Craft – who grew up in Johnson City, Tenn. – knew early on that wanted to become a teacher one day. He traces that desire to his relationship with his grandfather Dr. Jerry Holt, who, during his career in education, served as a teacher and as a principal.

Craft moved in with his grandfather and grandmother, Betty Holt, when he was young, and, from the beginning, he appreciated the way his grandfather spoke to him.

“He spoke to me like a person,” Craft said.

Latin 77In Craft’s mind, his grandfather spoke that way because of the work he did. So Craft wanted to become a teacher as a way to treat others in that same respectful way.

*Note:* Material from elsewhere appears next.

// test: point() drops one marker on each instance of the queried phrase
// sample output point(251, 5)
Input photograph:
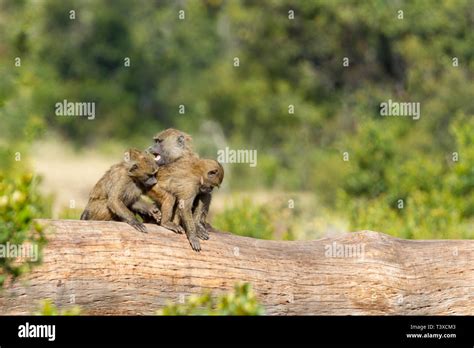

“I wanted to teach high school like my grandfather,” he said.

As for what he wanted to teach, he found the world of the Romans quite engaging, and two of his uncles had married Italian-American women. He thought that becoming an Italian teacher would be just the thing.

So that’s what he planned to major in when he headed off to the University of Tennessee in Knoxville. It was an ambitious decision. If his high school had offered Italian, he would have taken it. It didn’t, so he took Spanish in high school and had to learn Italian when he went to college.

When he met his future wife, she was teaching at the university where he was studying. As good fortune would have it, she already planned to come to the United States to work on her doctorate.

When Craft graduated from the University of Tennessee, he found that jobs teaching high school Italian were pretty much nonexistent in the area. He wasn’t interested in leaving the South so he found a job working for a national company based in Concord that provided ingredients for gelato. He would hop on planes and fly to such states as North Dakota and Texas.  

After he worked there for a while, his wife encouraged him to follow the path he had always wanted to follow. He chose to do that by heading to the University of North Carolina at Greensboro to earn the necessary credentials to teach Latin and embarked on his current path.

Craft has no desire ever to leave the classroom.

“This is my thing – teaching with my kids,” he said.